Todos en el equipo son culpables, si es que se puede hablar de culpabilidad en un juego, pero el portero es quien más se siente así. En cuestión de segundos pasa de ser amado a ser odiado. Cuando logra parar la pelota es un héroe, cuando la pelota entra al arco es el peor de los seres humanos y millones de personas que hace un minuto lo adoraban, ahora lo recriminan sin piedad, lo humillan, lo insultan y en el momento del gol que ha dejado pasar, él mismo se siente un fracasado.
Es difícil ser el portero. Si los demás jugadores meten un gol, son aclamados como héroes y si no lo meten, siguen siendo admirados y comprendidos. Pero los porteros no tienen perdón ni descanso mental aun ganando su equipo.
Hace algún tiempo, en un viaje en avión, me tocó sentarme al lado de un portero profesional y me comentó que cuando al portero rival le conectaban un gol, por empatía, sentía alegría y tristeza al ver a su rival derrotado porque él se siente como él.
Fíjense que interesante esta disyuntiva de los porteros, ellos, por supuesto, quieren ganar, pero el dolor de la derrota de su colega lo sienten como propio.

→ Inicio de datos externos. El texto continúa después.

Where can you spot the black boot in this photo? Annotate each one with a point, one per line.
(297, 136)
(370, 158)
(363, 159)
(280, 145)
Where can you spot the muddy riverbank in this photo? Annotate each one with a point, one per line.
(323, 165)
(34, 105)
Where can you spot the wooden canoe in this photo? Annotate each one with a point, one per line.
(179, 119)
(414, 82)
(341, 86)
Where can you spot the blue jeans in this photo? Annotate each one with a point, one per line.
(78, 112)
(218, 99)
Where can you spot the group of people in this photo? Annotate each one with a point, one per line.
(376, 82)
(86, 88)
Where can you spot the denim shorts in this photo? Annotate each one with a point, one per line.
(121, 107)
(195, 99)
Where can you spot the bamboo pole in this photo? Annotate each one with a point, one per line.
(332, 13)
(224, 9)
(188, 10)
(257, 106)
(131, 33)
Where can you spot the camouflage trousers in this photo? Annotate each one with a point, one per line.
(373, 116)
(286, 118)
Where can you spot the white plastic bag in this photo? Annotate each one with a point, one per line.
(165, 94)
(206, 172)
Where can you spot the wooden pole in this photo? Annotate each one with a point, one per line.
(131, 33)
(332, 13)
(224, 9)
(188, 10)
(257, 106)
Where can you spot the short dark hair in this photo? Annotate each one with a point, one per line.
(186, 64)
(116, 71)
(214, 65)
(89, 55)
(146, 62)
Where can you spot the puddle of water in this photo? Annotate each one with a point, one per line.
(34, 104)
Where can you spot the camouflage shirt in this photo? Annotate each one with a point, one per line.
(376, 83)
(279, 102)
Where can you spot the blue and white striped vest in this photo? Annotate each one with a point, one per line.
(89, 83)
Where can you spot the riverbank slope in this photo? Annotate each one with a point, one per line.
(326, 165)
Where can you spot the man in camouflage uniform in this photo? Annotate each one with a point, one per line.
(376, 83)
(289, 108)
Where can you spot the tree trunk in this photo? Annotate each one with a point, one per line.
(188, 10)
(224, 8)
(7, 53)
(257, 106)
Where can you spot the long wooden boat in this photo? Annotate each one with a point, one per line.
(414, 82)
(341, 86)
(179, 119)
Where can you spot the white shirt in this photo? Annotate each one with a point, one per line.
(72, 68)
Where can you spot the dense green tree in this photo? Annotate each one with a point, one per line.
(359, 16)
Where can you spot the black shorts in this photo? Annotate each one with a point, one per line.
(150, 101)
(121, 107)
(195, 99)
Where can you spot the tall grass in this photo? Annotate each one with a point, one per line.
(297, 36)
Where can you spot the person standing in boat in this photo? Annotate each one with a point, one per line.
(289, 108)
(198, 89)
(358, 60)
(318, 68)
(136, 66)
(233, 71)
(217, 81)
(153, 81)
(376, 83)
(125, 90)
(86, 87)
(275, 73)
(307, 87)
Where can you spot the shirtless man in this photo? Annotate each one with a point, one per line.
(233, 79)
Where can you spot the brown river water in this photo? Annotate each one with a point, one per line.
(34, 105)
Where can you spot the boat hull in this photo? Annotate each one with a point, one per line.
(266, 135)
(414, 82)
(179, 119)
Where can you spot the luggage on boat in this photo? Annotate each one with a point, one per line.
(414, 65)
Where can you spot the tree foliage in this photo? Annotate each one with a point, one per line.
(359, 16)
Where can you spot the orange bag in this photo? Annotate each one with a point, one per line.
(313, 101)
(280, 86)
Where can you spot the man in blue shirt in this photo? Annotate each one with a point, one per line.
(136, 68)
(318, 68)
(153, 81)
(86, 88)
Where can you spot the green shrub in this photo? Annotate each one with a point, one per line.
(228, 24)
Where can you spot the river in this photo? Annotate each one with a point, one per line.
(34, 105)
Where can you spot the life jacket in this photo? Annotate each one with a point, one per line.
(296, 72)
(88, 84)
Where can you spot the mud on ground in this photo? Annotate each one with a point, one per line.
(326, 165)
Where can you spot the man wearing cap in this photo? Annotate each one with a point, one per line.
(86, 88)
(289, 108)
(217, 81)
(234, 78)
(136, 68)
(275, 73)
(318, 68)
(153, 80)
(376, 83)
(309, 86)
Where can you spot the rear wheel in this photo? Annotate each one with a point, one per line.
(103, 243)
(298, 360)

Díganme cuando en la final de un mundial, ocurre esa cosa emocionante y horrible a la vez llamada penalti por empate. Según mi opinión y no importando quién gane, los verdaderos héroes son los dos porteros porque, irónicamente, están en los penaltis ya que ambos hicieron muy bien su trabajo, pero alguien tiene que ganar y cuando por fin eso sucede, hay dos héroes llorando por la emoción de haber ganado y perdido a la vez.
En la vida, muchas veces todos hemos sido porteros, razón por la que, con culpabilidad, entendemos el dolor ajeno aun sintiendo alegría por nosotros mismos.